Walleye Sander vitreus
This species was found at 99 bioassessment sites, 0 rapid fish bioassessment sites, 70 fisheries assessment sites, and 0 fisheries presence-only assessment sites. In total, it was collected at 169 distinct sites, or 12.5% of the 1349 total sites monitored by the bioassessment program. It is the 36th most commonly collected species.

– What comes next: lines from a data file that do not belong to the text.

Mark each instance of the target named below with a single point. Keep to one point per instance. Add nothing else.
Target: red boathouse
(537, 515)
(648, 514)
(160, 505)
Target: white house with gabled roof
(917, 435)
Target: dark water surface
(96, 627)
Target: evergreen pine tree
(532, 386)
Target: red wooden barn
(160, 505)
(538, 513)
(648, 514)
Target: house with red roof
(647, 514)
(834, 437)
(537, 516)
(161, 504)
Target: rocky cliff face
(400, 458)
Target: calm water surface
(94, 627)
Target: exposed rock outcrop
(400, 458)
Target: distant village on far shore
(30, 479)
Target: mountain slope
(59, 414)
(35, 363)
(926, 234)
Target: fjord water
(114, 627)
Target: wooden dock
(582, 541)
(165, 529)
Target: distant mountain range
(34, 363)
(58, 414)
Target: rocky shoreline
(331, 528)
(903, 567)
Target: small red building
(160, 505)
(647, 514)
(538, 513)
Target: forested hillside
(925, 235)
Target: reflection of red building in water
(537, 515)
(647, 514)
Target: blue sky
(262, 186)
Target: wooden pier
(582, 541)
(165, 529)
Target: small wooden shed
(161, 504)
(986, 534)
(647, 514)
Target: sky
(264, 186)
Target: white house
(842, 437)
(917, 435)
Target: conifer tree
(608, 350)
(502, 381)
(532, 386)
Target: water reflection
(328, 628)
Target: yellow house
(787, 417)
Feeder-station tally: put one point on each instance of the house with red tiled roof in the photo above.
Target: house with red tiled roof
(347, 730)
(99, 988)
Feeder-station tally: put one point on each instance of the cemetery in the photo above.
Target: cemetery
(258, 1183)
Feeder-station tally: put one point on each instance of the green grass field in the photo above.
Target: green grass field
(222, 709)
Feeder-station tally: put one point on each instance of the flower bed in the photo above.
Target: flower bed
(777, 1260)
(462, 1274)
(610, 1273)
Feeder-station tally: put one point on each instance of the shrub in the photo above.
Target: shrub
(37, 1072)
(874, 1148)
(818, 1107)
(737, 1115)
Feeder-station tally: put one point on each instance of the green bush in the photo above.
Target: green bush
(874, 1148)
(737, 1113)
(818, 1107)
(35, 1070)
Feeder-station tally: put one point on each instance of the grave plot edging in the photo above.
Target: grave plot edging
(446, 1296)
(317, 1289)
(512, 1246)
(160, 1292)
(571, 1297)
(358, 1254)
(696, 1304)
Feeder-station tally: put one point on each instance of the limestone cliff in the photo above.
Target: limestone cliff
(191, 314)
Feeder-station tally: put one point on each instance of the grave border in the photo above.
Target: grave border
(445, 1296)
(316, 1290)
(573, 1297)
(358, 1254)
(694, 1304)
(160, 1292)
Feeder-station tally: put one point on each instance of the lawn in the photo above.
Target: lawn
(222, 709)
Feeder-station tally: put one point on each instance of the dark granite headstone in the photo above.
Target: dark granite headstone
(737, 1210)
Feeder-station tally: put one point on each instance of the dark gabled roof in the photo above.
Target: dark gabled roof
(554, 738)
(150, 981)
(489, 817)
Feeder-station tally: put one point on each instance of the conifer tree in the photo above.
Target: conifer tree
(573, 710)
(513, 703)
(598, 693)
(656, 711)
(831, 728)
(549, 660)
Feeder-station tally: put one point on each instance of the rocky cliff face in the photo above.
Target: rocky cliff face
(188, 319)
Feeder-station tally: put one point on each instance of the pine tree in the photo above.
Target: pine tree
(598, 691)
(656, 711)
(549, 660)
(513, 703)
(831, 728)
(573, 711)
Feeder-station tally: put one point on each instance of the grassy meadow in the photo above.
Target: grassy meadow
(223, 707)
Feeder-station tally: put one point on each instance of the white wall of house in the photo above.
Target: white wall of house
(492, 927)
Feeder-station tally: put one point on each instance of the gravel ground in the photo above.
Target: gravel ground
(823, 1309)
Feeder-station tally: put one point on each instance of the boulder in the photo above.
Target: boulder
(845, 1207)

The Walleye was collected in 129 bioassessment sampling sessions and 253 fisheries assessment sessions. It was present in 0 rapid bioassessment sessions and 0 presence-only sessions.
The biological assessment program has collected a total of 5,092 individual Walleye specimens, ranking it the #42 most collected fish.
Large, whitish glossy eyes and strong canine teeth. A brassy olive-buff color, sometimes shadowing to yellowish sides and white beneath. The caudal fin has a silver or milk-white tip on the lower lobe. There are no distinct dark bars or mottlings on the sides of the body, but instead an overall mottling of brown or black. Spots on the anterior dorsal fin are lacking, but there is one large dark spot or blotch near the base on the last 2 to 3 spines of the posterior dorsal fin. There are 19 to 22 soft rays in the dorsal fin and 12 to 14 in the anal fin. The lateral line has 80 to 89 scales. The cheeks are sparsely scaled.